Stamen development and winter dormancy in apricot (Prunus armeniaca)

Abstract

Background and aims: In temperate woody perennials, flower bud development is halted during the winter, when the buds enter dormancy. This dormant period is a prerequisite for adequate flowering, is genetically regulated, and plays a clear role in possibly adapting species and cultivars to climatic areas. However, information on the biological events underpinning dormancy is lacking. Stamen development, with clear differentiated stages, appears as a good framework to put dormancy in a developmental context. Here, stamen developmental changes are characterized in apricot (Prunus armeniaca) and are related to dormancy.

Methods: Stamen development was characterized cytochemically from the end of August to March, over 4 years. Developmental changes were related to dormancy, using the existing empirical information on chilling requirements.

Key results: Stamen development continued during the autumn, and the flower buds entered dormancy with a fully developed sporogenous tissue. Although no anatomical changes were observed during dormancy, breaking of dormancy occurred following a clear sequence of events. Starch accumulated in particular places, pre-empting further development in those areas. Vascular bundles developed and pollen mother cells underwent meiosis followed by microspore development.

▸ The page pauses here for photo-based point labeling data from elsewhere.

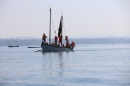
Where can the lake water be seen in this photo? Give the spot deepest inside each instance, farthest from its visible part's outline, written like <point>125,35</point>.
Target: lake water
<point>87,65</point>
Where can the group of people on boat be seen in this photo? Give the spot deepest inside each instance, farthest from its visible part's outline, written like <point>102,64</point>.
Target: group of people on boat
<point>60,41</point>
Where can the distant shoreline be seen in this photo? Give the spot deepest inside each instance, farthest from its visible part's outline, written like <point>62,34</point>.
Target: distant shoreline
<point>7,42</point>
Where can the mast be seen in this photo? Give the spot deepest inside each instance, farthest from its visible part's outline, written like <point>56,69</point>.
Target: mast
<point>62,26</point>
<point>50,28</point>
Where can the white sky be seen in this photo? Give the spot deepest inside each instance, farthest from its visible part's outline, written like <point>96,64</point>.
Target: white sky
<point>82,18</point>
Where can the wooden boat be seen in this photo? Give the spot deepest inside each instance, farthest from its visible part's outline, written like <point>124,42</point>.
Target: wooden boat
<point>54,48</point>
<point>13,46</point>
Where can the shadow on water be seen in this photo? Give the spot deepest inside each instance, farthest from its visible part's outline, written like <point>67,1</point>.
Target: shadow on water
<point>54,63</point>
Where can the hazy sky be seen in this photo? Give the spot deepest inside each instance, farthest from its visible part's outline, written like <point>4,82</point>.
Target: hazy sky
<point>82,18</point>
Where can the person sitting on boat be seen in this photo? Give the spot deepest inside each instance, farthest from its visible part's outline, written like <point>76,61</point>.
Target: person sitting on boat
<point>44,38</point>
<point>67,44</point>
<point>55,40</point>
<point>60,40</point>
<point>66,38</point>
<point>73,44</point>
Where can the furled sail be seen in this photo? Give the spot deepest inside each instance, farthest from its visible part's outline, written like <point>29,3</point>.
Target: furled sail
<point>60,27</point>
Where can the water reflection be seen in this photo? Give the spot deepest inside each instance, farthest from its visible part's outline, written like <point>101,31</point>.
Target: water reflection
<point>53,63</point>
<point>61,64</point>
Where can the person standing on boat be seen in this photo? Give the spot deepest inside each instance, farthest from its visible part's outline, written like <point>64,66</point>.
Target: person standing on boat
<point>66,38</point>
<point>60,40</point>
<point>55,40</point>
<point>67,42</point>
<point>73,44</point>
<point>44,38</point>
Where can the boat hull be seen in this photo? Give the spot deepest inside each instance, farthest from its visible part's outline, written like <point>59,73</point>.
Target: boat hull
<point>52,48</point>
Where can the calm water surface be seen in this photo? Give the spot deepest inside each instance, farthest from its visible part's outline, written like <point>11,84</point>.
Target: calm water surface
<point>87,65</point>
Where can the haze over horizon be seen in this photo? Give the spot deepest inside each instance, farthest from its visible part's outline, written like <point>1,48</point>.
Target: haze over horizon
<point>82,19</point>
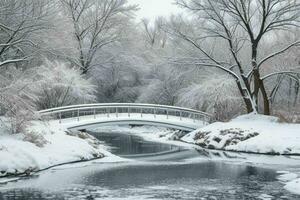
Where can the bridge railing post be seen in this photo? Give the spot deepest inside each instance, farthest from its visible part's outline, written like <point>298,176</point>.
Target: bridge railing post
<point>60,117</point>
<point>78,114</point>
<point>107,111</point>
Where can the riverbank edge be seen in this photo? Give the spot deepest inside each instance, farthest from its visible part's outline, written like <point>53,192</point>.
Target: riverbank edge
<point>29,172</point>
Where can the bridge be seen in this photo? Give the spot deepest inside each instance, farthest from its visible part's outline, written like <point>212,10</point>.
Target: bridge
<point>79,117</point>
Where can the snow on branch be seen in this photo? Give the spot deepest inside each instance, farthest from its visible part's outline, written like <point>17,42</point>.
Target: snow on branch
<point>280,73</point>
<point>278,52</point>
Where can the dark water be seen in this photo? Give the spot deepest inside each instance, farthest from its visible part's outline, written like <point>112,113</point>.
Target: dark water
<point>128,144</point>
<point>167,176</point>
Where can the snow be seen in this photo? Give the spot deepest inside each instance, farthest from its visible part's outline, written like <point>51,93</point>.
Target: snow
<point>293,186</point>
<point>249,133</point>
<point>44,146</point>
<point>160,120</point>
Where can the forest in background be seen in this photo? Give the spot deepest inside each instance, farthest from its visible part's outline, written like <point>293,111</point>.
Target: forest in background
<point>223,57</point>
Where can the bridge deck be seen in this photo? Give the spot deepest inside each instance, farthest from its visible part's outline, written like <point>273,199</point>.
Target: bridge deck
<point>89,115</point>
<point>91,121</point>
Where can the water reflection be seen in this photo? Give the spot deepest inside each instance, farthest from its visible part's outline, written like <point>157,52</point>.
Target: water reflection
<point>127,144</point>
<point>167,176</point>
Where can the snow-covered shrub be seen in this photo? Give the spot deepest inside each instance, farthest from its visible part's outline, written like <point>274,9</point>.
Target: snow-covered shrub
<point>217,95</point>
<point>59,85</point>
<point>16,99</point>
<point>35,138</point>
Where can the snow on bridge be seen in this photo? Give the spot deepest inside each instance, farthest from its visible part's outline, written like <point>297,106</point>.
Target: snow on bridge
<point>84,116</point>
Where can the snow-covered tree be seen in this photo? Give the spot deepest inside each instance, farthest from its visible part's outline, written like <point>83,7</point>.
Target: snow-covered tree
<point>16,99</point>
<point>57,84</point>
<point>243,25</point>
<point>96,25</point>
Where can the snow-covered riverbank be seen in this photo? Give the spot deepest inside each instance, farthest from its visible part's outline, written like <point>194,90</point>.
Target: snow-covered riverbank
<point>44,146</point>
<point>249,133</point>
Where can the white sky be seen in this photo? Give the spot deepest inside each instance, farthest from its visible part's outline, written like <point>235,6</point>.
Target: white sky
<point>153,8</point>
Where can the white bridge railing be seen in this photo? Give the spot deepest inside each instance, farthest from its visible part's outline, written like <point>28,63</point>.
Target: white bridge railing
<point>117,109</point>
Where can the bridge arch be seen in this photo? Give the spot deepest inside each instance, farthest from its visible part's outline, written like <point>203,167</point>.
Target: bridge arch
<point>83,116</point>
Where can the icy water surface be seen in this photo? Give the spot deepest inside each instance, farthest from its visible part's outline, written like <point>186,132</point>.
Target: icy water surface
<point>183,174</point>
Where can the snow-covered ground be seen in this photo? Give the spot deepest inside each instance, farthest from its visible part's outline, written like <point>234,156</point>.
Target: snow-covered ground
<point>45,145</point>
<point>249,133</point>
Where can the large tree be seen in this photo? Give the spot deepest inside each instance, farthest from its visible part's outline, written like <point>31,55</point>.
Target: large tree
<point>96,24</point>
<point>243,25</point>
<point>21,23</point>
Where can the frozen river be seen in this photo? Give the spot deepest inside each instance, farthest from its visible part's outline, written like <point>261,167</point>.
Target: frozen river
<point>156,171</point>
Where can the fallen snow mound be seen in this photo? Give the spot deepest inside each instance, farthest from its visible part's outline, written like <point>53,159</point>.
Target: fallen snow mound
<point>43,146</point>
<point>249,133</point>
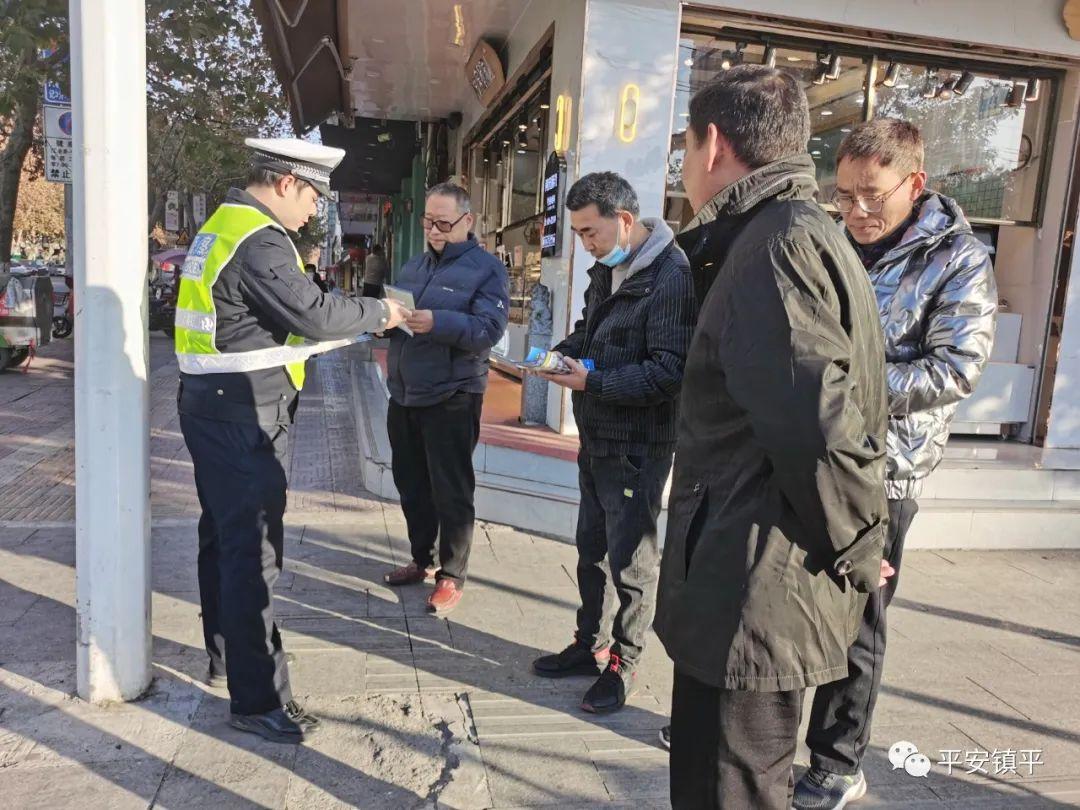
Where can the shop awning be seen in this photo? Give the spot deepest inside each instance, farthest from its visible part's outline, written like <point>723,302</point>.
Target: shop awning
<point>396,59</point>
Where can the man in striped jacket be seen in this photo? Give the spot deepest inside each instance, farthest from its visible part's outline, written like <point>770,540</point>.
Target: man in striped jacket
<point>636,325</point>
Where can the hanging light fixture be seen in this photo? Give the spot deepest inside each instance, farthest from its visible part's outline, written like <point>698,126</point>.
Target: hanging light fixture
<point>834,67</point>
<point>1017,94</point>
<point>930,85</point>
<point>891,75</point>
<point>947,89</point>
<point>963,83</point>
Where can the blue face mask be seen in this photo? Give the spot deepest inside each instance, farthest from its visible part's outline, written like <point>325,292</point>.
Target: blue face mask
<point>618,254</point>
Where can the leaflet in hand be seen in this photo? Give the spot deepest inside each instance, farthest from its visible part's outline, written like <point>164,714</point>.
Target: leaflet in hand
<point>405,298</point>
<point>547,362</point>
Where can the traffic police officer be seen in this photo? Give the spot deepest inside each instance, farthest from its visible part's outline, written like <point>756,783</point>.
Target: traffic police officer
<point>247,318</point>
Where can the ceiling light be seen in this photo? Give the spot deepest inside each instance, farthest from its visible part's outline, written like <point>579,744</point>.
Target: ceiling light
<point>963,82</point>
<point>1016,94</point>
<point>834,67</point>
<point>891,75</point>
<point>930,85</point>
<point>947,89</point>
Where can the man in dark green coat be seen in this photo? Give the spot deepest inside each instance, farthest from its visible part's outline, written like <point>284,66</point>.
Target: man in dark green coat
<point>777,513</point>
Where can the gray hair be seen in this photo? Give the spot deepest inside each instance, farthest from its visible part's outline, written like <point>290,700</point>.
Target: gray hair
<point>891,142</point>
<point>761,111</point>
<point>608,191</point>
<point>453,190</point>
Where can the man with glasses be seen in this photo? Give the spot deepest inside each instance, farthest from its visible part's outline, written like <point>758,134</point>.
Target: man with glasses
<point>437,375</point>
<point>936,298</point>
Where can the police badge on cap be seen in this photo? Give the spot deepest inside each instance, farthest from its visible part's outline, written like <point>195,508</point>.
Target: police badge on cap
<point>309,162</point>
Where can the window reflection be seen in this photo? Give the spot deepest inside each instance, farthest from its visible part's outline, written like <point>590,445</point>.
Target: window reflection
<point>979,147</point>
<point>981,131</point>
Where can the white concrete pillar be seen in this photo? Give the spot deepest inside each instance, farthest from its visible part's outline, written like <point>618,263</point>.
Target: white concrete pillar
<point>111,405</point>
<point>621,122</point>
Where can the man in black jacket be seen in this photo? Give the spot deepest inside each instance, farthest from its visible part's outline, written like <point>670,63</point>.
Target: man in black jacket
<point>437,376</point>
<point>777,513</point>
<point>635,327</point>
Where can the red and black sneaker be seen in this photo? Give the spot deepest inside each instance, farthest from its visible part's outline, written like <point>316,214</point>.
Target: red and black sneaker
<point>577,659</point>
<point>611,688</point>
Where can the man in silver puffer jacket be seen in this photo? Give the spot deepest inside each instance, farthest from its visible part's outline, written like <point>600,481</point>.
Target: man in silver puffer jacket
<point>937,299</point>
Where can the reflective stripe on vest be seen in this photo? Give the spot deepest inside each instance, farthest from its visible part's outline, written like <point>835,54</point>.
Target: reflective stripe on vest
<point>212,248</point>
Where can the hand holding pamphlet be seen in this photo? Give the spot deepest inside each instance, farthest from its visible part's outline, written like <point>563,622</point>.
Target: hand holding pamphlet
<point>405,298</point>
<point>547,362</point>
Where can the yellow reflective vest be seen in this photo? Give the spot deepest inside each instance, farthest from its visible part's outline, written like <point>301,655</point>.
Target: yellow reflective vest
<point>212,248</point>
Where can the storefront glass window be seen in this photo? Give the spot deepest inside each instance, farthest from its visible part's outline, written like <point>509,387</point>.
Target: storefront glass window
<point>837,98</point>
<point>984,134</point>
<point>979,142</point>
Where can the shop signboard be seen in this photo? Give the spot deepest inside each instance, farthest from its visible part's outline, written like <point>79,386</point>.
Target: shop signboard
<point>554,180</point>
<point>484,72</point>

Conclusions: Dormancy appears to mark a boundary between the development of the sporogenous tissue and the occurrence of meiosis for further microspore development. Breaking of dormancy occurs following a clear sequence of events, providing a developmental context in which to study winter dormancy and to evaluate differences in chilling requirements among genotypes.

Fig. 1.

Anther development in Prunus armeniaca. (A) Anther differentiation before dormancy, showing a homogenous appearance in the summer. (B) A well-defined stamen structure, with early cell layers (arrowheads) and sporogenous tissue (ST) in the autumn. (C) During winter dormancy, all anther layers were differentiating: epidermis (Ep), endothecium (En), middle layers (ML) and a single-layered tapetum (T), and archesporal cells (AC) were distinguishable. (D) After dormancy, the pollen mother cells (PMC) were layered with a thick cellulosic wall (arrowheads). (E) Following meiosis, young microspores (arrowheads) appeared. (F) Mature anther at anthesis with pollen grains (arrowheads). Transverse 2-μm sections of anthers embedded in JB4 and stained with calcofluor. Scale bars: (A–C) = 20 µm; (D) = 40 µm; (E, F) = 100 µm.

Fig. 2.

Timing of chilling fulfilment, microsporogenesis and flowering in Prunus armeniaca in 4 years of experiments.

Fig. 3.

Mitotic activity and vascular differentiation in the stamen at breaking of dormancy in Prunus armeniaca. (A, B) Pre-vascular area (PA) void of starch during endodormancy. (C, D) Once chilling requirements were fulfilled, starch grains (arrowheads) began to accumulate around the pre-vascular area. (E, F) Starch progressively vanished from the pre-vascular area. (G, H) Concomitantly, mitotic activity (arrowheads) was apparent in the pre-vascular area (white arrow). (I, J) Establishment of young xylem vessels (arrowheads) following mitotic activity. Young (K) and (L) well-developed vascular connections (arrowheads) following breaking of dormancy. Transverse sections of stamens embedded in JB4 and stained with PAS and Toluidine blue (A, C, E); with PAS (B, D, F); with DAPI and acridine orange (G–J), and with calcofluor (K, L). Scale bars: (A, C, E, G, I, K, L) = 40 µm; (B, D, F) = 20 µm; (H, J) = 10 µm.

Fig. 4.

Microsporogenesis in Prunus armeniaca. (A) Starch (arrowheads) accumulated progressively in the anther layers and in the pollen mother cells (PMC). (B) Callose deposition (arrowheads) surrounding the PMC and (C) nuclei division (arrowheads) of tapetum cells indicate the starting of microsporogenesis. (D) Starch vanished from the PMC, which were initially connected by cytomictic channels (arrowheads) and (E) chromosomes (arrowheads) became evident at the end of prophase I. (F) At telophase I (arrowheads), (G) cytomictic channels disappeared isolating each PMC. (H) Following telophase II, a second callose deposition (arrowheads) isolated each microspore forming the tetrad (T). Transverse 2-μm sections of anthers embedded in JB4 and stained with PAS and Toluidine blue (A, D, G); with calcofluor (B, H); with DAPI and acridine orange in (C, E); with DAPI superimposed with phase contrast (F). Scale bars = 20 µm.

Fig. 5.

Diagram representing the sequence of developmental events in the stamen, specifying those occurring at the breaking of dormancy.